"Mi chiedo come sia possibile che l’ospedale di Vibo Valentia pur dotato di reparto di Ortopedia, tecnicamente aperto, possa continuare da più di un anno senza ricoveri e interventi ambulatoriali". A denunciare la paradossale situazione dello "Jazzolino" di Vibo è Gianfranco La Torre, sindacalista e consigliere nazionale di Confsal-Fiap.

Costretti ad andare a Lamezia. "Voglio partire da un’esperienza accaduta ad una persona a me vicina - racconta La Torre - costretta a recarsi all’ospedale di Lamezia Terme a seguito di frattura, costretta a subire di tutto, compresa l’arroganza e il fastidio nei confronti di chi proviene da un ambito sanitario diverso, per rappresentare un problema che nei fatti crea disagio a un’intera comunità che in un momento complicato come quello che stiamo vivendo, legato all’emergenza sanitaria scatenata dal coronavirus, per una semplice frattura é costretta ad emigrare, quando si é fortunati, nella vicina provincia di Catanzaro".

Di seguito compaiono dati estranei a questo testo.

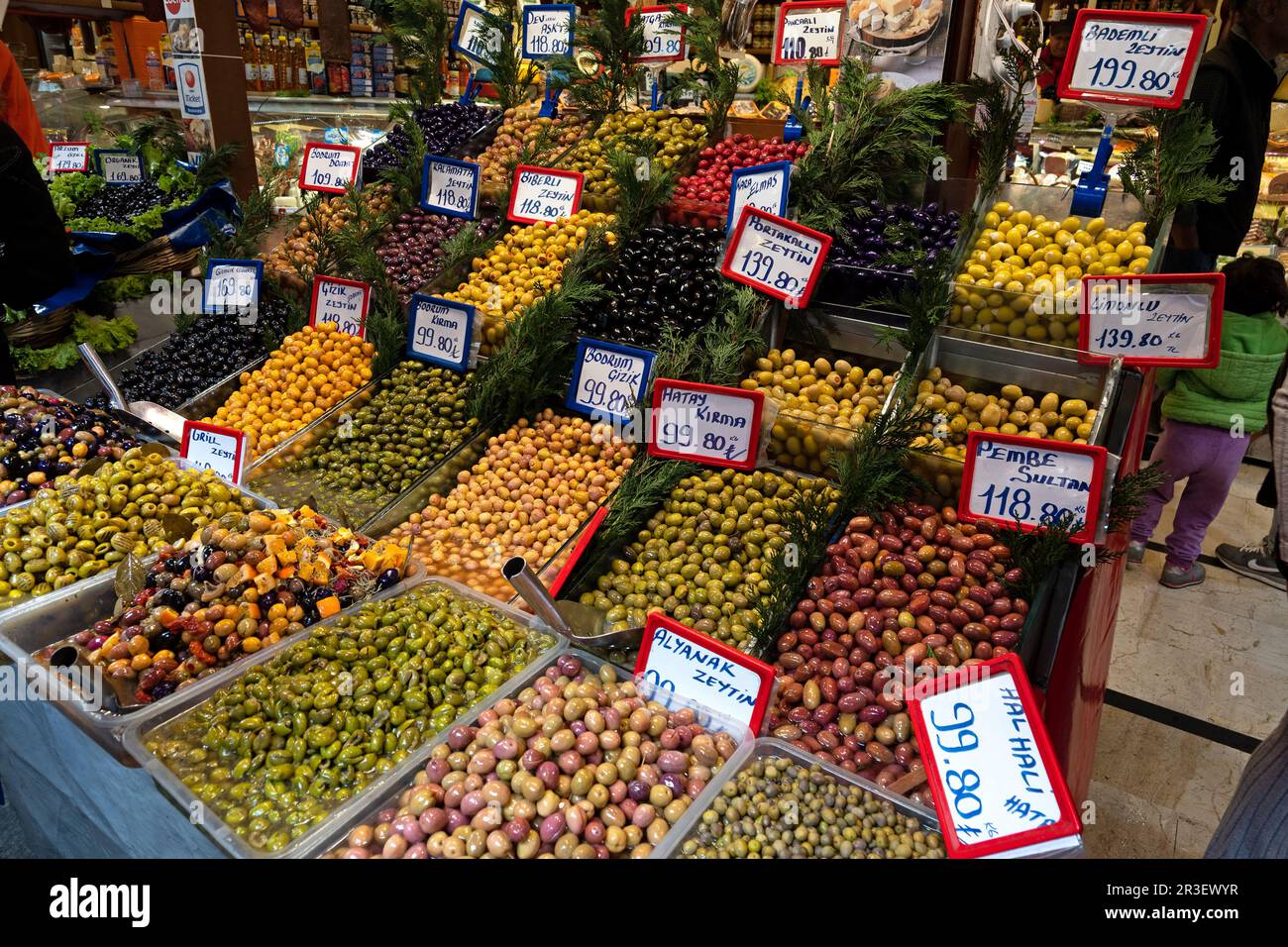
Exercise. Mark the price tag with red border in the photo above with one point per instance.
(696, 667)
(1157, 318)
(774, 256)
(809, 33)
(997, 785)
(1033, 480)
(542, 195)
(343, 302)
(68, 157)
(713, 425)
(330, 167)
(211, 447)
(662, 40)
(1132, 56)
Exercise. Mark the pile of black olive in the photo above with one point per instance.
(666, 274)
(191, 361)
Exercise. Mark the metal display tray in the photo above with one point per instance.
(137, 733)
(339, 828)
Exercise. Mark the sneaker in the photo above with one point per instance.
(1254, 561)
(1176, 578)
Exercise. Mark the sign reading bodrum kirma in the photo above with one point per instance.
(990, 766)
(211, 447)
(809, 33)
(692, 665)
(330, 167)
(1132, 58)
(706, 423)
(776, 256)
(1159, 318)
(343, 302)
(1031, 480)
(542, 195)
(608, 377)
(441, 331)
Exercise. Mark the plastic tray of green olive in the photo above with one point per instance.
(232, 804)
(803, 826)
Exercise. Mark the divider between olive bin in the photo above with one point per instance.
(140, 731)
(773, 746)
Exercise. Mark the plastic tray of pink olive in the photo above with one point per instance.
(578, 763)
(902, 595)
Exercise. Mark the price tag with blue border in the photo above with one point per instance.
(450, 187)
(232, 286)
(760, 185)
(548, 30)
(442, 333)
(119, 166)
(608, 379)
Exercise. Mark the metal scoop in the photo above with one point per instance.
(160, 419)
(583, 624)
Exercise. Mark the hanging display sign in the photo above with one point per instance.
(330, 167)
(664, 42)
(997, 787)
(442, 333)
(1012, 479)
(450, 187)
(211, 447)
(343, 302)
(1132, 56)
(713, 425)
(608, 379)
(544, 195)
(1157, 318)
(774, 256)
(809, 33)
(677, 659)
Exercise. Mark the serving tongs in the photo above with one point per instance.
(161, 420)
(583, 624)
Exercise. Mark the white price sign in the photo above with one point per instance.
(776, 256)
(674, 659)
(68, 157)
(997, 787)
(706, 423)
(343, 302)
(542, 195)
(441, 331)
(1013, 479)
(1158, 318)
(809, 33)
(606, 377)
(330, 167)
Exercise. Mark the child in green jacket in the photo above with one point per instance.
(1210, 415)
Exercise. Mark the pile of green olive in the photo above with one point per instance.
(88, 523)
(288, 740)
(780, 808)
(700, 557)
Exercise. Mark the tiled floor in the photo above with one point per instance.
(1218, 652)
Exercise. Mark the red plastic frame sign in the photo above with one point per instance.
(809, 33)
(658, 34)
(777, 257)
(1031, 480)
(1160, 318)
(211, 447)
(698, 668)
(1132, 58)
(709, 424)
(330, 167)
(997, 787)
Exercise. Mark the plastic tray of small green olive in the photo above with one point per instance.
(171, 711)
(767, 748)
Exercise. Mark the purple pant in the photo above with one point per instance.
(1210, 458)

Intervenire prima che accada l'irreparabile. "Mi chiedo come sia possibile - evidenzia il sindacalista - che accada tutto questo nella totale indifferenza del management dell’Asp incapace di risolvere il problema". La denuncia di Gianfranco La Torre "non vuole essere una accusa ma uno sprone per sensibilizzare chi di dovere affinché si adoperi in fretta per superare una carenza che sta creando non pochi problemi agli utenti, per la maggior parte anziani, che rischiano di essere ricoverati in reparti sovraffollati fuori provincia senza la vicinanza dei parenti impediti ad assistere ai propri congiunti dalle misure restrittive anti Covid". Da qui l'appello alla Direzione generale, al presidente della Regione Calabria, alla Commissione sanità della regione, e al commissario Cotticelli, "affinché si diano una mossa prima che accadi l’irreparabile".

A Vibo sanità "da terzo mondo". Ancor prima di parlare di nuove strutture ospedaliere, "la cui realizzazione al momento non é prevedibile", secondo il consigliere nazionale di Confsal-Fiap si dovrebbe pensare a "fornire quelli esistenti di servizi essenziali". "Vibo ha una sanità da terzo mondo - attacca Gianfranco La Torre - e ciò ovviamente non per responsabilità dei professionisti, ai quali va tutta la mia solidarietà per l’impegno profuso a garantire assistenza, praticamente a mani nude, senza strumenti, ne riconoscenza, ma per indolenza di una classe politica sempre pronta a chiedere il consenso e mai disponibile a imbastire battaglie per la difesa dei diritti, poiché troppo compromessa e interessata, volta a mantenere rendite politiche e personali". Con dispiacere La Torre conclude: "Mi sarei aspettato che l’assemblea dei sindaci, con in testa il sindaco Limardo, su questa vicenda del reparto di ortopedia facesse fronte comune, invece un silenzio tombale quasi assordante. Dunque proverò a smuovere le acque investendo chi di dovere nella speranza che il reparto e l’ambulatorio di ortopedia riprendano la loro attività".